Back to skill
Skillv0.10.0
ClawScan security
Warehouse UI · ClawHub's context-aware review of the artifact, metadata, and declared behavior.
Scanner verdict
BenignMar 5, 2026, 7:44 PM
- Verdict
- benign
- Confidence
- high
- Model
- gpt-5-mini
- Summary
- The skill's requirements and runtime instructions are coherent with a database IDE CLI: it expects a local 'warehouse-ui' binary, a DATABASE_URL for auto-connect, and optional AI provider keys for its 'ai' feature.
- Guidance
- This skill appears to do what it says, but it runs a local binary you will need to install—verify the GitHub release (checksum/signature) before running. DATABASE_URL (or explicit connect) gives the tool DB access; prefer a least-privilege, read-only DB user for exploration. If you use BigQuery, provide a service-account JSON with only the needed permissions. The AI feature will send prompts/possibly schema or queries to OpenAI/Anthropic—avoid sending sensitive data there.
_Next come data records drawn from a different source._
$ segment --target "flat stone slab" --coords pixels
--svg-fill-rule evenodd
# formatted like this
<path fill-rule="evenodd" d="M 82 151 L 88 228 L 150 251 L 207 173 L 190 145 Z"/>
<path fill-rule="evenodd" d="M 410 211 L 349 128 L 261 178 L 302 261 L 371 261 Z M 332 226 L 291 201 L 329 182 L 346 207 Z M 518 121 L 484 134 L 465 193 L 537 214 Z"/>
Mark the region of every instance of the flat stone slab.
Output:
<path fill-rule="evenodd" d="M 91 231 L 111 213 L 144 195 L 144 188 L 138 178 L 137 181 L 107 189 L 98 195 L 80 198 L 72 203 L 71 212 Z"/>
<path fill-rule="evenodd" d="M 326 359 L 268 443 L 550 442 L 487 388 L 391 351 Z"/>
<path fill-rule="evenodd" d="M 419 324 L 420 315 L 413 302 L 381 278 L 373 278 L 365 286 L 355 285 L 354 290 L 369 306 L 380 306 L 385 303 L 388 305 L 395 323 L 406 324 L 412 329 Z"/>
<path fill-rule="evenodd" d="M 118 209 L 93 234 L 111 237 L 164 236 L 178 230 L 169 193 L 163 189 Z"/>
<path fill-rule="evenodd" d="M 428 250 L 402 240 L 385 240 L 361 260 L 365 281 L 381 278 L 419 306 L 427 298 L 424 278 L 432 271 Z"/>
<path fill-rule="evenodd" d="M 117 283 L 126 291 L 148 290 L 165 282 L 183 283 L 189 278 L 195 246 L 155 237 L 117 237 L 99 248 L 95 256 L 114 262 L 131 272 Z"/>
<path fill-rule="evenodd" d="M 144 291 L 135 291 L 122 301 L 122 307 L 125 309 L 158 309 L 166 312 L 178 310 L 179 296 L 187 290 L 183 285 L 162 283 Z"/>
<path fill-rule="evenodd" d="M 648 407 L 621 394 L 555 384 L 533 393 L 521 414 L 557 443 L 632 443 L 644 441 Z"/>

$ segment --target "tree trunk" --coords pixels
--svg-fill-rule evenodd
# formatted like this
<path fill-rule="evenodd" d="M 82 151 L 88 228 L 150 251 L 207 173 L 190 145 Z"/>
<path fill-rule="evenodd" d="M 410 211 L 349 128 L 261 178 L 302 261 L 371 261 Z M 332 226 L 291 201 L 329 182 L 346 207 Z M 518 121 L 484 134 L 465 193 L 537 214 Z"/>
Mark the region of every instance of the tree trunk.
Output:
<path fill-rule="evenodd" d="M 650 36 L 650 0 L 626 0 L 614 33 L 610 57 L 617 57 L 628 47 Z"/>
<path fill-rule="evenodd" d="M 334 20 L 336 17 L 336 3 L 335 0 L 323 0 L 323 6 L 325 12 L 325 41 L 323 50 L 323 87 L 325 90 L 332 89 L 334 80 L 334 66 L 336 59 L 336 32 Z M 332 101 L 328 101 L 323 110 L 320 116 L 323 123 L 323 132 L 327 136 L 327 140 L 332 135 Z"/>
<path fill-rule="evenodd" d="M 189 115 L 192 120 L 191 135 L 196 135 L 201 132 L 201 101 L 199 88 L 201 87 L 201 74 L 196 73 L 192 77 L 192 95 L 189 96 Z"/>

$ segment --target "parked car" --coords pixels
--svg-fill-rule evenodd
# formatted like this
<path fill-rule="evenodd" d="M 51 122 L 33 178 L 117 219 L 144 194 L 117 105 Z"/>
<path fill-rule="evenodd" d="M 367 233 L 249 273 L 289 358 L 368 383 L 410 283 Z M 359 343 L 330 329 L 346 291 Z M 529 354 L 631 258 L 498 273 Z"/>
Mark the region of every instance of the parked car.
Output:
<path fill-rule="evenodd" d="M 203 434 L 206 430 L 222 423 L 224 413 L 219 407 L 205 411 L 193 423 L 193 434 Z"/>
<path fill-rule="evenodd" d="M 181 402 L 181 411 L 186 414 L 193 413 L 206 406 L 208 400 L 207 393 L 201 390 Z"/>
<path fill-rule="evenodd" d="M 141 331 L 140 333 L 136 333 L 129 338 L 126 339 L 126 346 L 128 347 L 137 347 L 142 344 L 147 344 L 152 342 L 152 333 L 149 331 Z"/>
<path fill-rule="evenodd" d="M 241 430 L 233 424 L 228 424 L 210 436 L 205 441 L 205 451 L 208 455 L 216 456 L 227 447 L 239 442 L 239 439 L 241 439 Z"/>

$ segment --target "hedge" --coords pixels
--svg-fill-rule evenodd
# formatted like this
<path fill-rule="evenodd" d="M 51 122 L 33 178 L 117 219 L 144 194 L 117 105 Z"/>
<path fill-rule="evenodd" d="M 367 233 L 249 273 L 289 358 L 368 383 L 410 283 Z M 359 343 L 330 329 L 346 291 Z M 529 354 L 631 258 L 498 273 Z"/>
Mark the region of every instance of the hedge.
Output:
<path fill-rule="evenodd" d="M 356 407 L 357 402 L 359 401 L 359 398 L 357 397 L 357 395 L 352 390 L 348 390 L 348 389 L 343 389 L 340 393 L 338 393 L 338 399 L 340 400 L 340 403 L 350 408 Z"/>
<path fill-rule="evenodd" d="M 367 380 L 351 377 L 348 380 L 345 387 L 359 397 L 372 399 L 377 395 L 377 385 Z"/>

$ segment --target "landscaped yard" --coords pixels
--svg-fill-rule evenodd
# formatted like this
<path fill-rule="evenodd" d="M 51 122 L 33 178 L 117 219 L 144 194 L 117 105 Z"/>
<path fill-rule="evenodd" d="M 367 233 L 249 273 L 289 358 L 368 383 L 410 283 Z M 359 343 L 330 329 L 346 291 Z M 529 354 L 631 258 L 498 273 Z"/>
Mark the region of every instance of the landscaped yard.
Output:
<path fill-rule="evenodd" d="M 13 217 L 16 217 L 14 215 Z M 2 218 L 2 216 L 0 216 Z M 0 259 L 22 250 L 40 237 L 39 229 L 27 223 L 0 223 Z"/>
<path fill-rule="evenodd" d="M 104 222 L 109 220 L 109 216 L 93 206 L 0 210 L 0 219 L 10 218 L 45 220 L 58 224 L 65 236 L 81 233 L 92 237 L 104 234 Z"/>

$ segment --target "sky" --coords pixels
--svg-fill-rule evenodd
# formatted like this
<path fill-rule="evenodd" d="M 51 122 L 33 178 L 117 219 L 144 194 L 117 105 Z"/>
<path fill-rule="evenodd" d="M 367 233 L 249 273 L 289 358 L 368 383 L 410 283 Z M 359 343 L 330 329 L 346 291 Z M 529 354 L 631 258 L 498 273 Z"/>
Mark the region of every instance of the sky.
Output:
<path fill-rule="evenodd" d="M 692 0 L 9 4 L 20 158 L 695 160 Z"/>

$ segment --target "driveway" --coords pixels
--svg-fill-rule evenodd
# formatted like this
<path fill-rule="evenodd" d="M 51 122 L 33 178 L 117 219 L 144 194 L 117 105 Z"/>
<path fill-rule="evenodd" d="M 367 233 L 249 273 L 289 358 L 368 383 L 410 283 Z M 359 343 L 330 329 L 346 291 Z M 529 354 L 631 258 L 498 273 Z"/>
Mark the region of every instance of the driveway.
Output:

If you are uncertain, review the upstream repository/releases and run the binary in an isolated environment (container or VM) before using it against production data.
Review Dimensions
- Purpose & Capability
- okName/description (universal DB CLI) aligns with required binary 'warehouse-ui' and primary credential DATABASE_URL. Supported DBs (Postgres, MySQL, SQLite, BigQuery, MongoDB) and BigQuery service-account usage are consistent with the stated capabilities.
- Instruction Scope
- noteSKILL.md instructs the agent to run the warehouse-ui binary and to read DB connection URLs, local SQLite files, and (optionally) a BigQuery service-account JSON path; these are expected. It also documents using OPENAI_API_KEY or ANTHROPIC_API_KEY for AI features — this implies sending queries or prompts to external model APIs, which is expected for the feature but means query text or schema might be transmitted externally. The SKILL.md does not instruct reading unrelated system files.
- Install Mechanism
- noteSKILL.md and its embedded metadata recommend downloading releases from GitHub Releases (reasonable, low-risk). There is a minor registry inconsistency: the top-level registry metadata indicated 'No install spec' while SKILL.md includes a 'github-release' install entry. The install source (GitHub Releases) is acceptable but users should verify release authenticity (checksums/signatures) before running a shipped binary.
- Credentials
- notePrimaryEnv DATABASE_URL is appropriate. The AI provider keys (OPENAI_API_KEY, ANTHROPIC_API_KEY) are referenced as optional for the 'ai' command but are not listed as required in the skill's top-level required-env metadata — this is reasonable for optional features. BigQuery's service-account JSON path is a necessary credential for that integration. Be mindful that using AI features will transmit query text (potentially sensitive) to third-party model APIs.
- Persistence & Privilege
- okSkill is not always-enabled and does not request elevated platform privileges. It does not instruct modifying other skills or system-wide agent settings. Autonomous invocation is allowed (platform default) but not combined with any other high-risk setting.